Sunday, February 28, 2010

We shall not be moved


Ever since Edmund Burke called the ruckus crowd of England a "swinish multitude" there has been a push from the masses to bite back. See, for example, "Pigs' meat: or, lessons for the swinish multitude" (1793) by Thomas Spence. There is even a Spence "Pigs' Meat" coin/token "For the Rights of Man" from 1795. (Yes, Hardt and Negri are late to the multitude game.)

Things get tricky next; follow me on this: the American slave song "We shall not be moved" was once inscribe across the neck of a Sussex pig Rye pottery piece (circa 1900). Why? Because, as the lovely man on the BBC Antiques Road Show explains "everyone knows the Sussex pig will not be moved"! (See
episode: Antiques are examined at Highcleare Castle in England. Also, here is a contemporary Sussex Pig from Rye pottery). The pottery piece is often used as a drinking jug--alcohol optional. So, here we have the inebriated masses--the swinish multitude--drinking from their pigs' meat pig jars inscribed with "we shall not be moved" echoing slave songs.


Sunday, February 21, 2010

God Proposes, Man Disposes (Sir Edwin Landseer)




Cover for the Animal Revolution book ("to come") & or its album cover. Who will construct the anthem for the revolution? what non-human sounds are to be played? [cue Lovecraft's Tekeli-li! Tekeli-li! from At the Mountains of Madness which he takes from Poe's Arthur Gordon Pym].

Saturday, February 13, 2010

Olympics and Animality



Okay, folks, the Vancouver Olympics 2010 is surrounded with Orcas including the mascot and inspiration for the medals. We want to contemplate the otherness of the animal and its aura. Techne (digital imaging) enhances the contmplation: "the eyes of the world watched as northern lights, polar bear and a pod of orcas, who magically appeared when the floor appeared to crack like ice, transforming to ocean, became a spectacle to behold."

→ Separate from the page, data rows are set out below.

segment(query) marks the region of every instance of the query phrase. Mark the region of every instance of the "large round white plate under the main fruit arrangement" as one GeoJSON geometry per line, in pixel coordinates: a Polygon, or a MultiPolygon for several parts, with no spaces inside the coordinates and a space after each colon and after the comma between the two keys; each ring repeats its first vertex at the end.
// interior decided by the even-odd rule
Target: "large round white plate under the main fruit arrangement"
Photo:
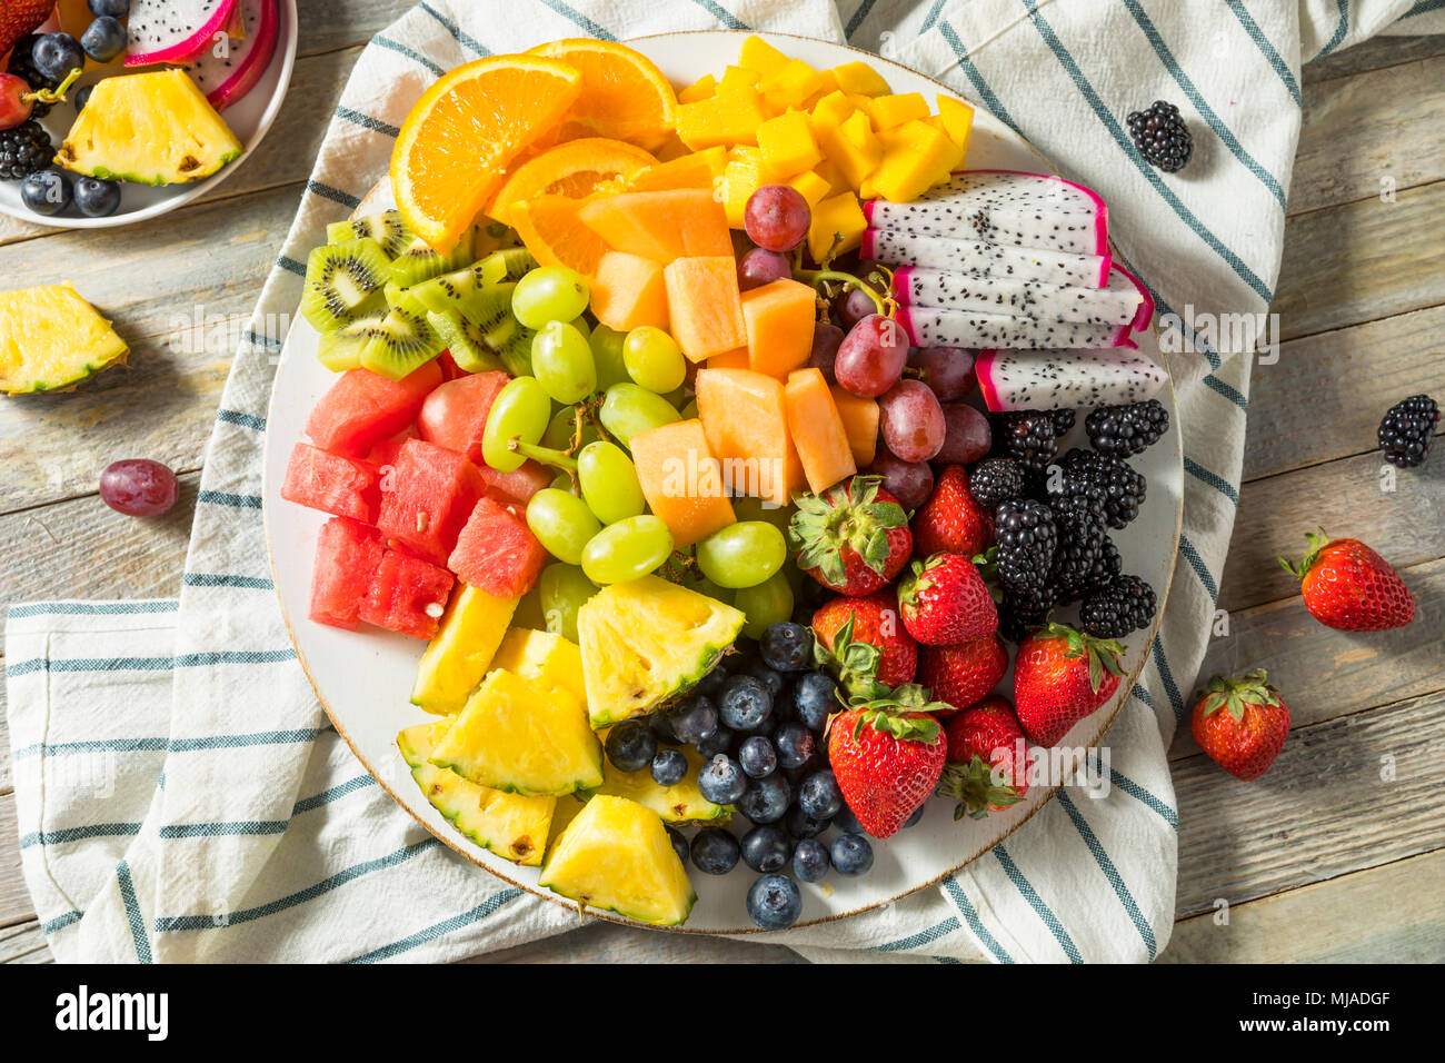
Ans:
{"type": "MultiPolygon", "coordinates": [[[[675,82],[689,84],[704,71],[721,72],[725,65],[736,61],[744,36],[731,32],[669,33],[630,43],[652,56],[675,82]]],[[[854,49],[821,40],[777,33],[763,36],[789,55],[818,67],[837,65],[861,55],[854,49]]],[[[874,55],[866,58],[889,78],[894,91],[920,91],[931,98],[933,93],[948,91],[903,67],[874,55]]],[[[968,165],[977,169],[1049,169],[1033,149],[981,107],[974,121],[968,165]]],[[[367,208],[371,205],[367,204],[367,208]]],[[[1150,331],[1140,334],[1139,338],[1142,350],[1162,362],[1155,334],[1150,331]]],[[[403,635],[374,629],[345,632],[306,619],[316,529],[328,518],[282,502],[279,489],[292,447],[303,437],[311,408],[334,380],[334,375],[316,362],[316,333],[298,318],[282,353],[267,415],[264,498],[272,571],[302,667],[337,730],[377,781],[428,830],[499,878],[571,907],[569,901],[538,887],[535,868],[519,868],[470,842],[426,803],[412,781],[397,754],[396,733],[409,725],[435,719],[409,701],[422,644],[403,635]]],[[[1165,389],[1160,401],[1169,408],[1170,418],[1178,419],[1172,389],[1165,389]]],[[[1082,441],[1081,418],[1068,445],[1078,445],[1082,441]]],[[[1147,500],[1140,516],[1123,532],[1116,532],[1116,541],[1124,557],[1126,570],[1142,576],[1159,590],[1162,615],[1173,574],[1182,516],[1183,469],[1178,428],[1170,430],[1162,443],[1134,458],[1133,464],[1149,477],[1147,500]]],[[[1127,680],[1120,686],[1114,700],[1078,723],[1062,745],[1078,748],[1098,745],[1129,696],[1144,664],[1152,638],[1153,631],[1136,632],[1124,639],[1129,649],[1127,680]]],[[[1006,678],[1001,690],[1007,691],[1009,687],[1010,680],[1006,678]]],[[[799,924],[867,911],[936,882],[1003,840],[1036,813],[1056,790],[1053,785],[1033,788],[1025,801],[1006,813],[993,813],[984,820],[962,823],[955,823],[952,819],[952,801],[929,801],[928,811],[918,826],[874,843],[876,862],[868,875],[850,879],[829,874],[825,885],[801,884],[803,913],[799,924]]],[[[746,829],[746,819],[738,816],[736,820],[746,829]]],[[[828,837],[831,836],[832,832],[828,837]]],[[[721,878],[702,875],[696,869],[691,869],[689,875],[698,891],[698,904],[686,926],[678,930],[728,934],[757,931],[744,907],[744,895],[754,878],[747,868],[740,865],[731,875],[721,878]]],[[[594,914],[613,921],[630,921],[610,913],[594,914]]]]}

The opening speeches are redolent with rhetoric about global peace and unity. Not included in this is the violence of domestication and training of wild animals. Indeed as essays in Zoontology explain, animals are subject to Foucaultian control just as humans are. Hey Phelps, want to compete with an Orca? The point being, animals are not part of the games and if they were, they would overturn human supremacy.

Tuesday, February 9, 2010

from William Blake's Milton

terrific Lions & Tygers sport & play/ All Animals upon the Earth, are prepard in all their strength/ To go forth to the Great Harvest & Vintage of the Nations.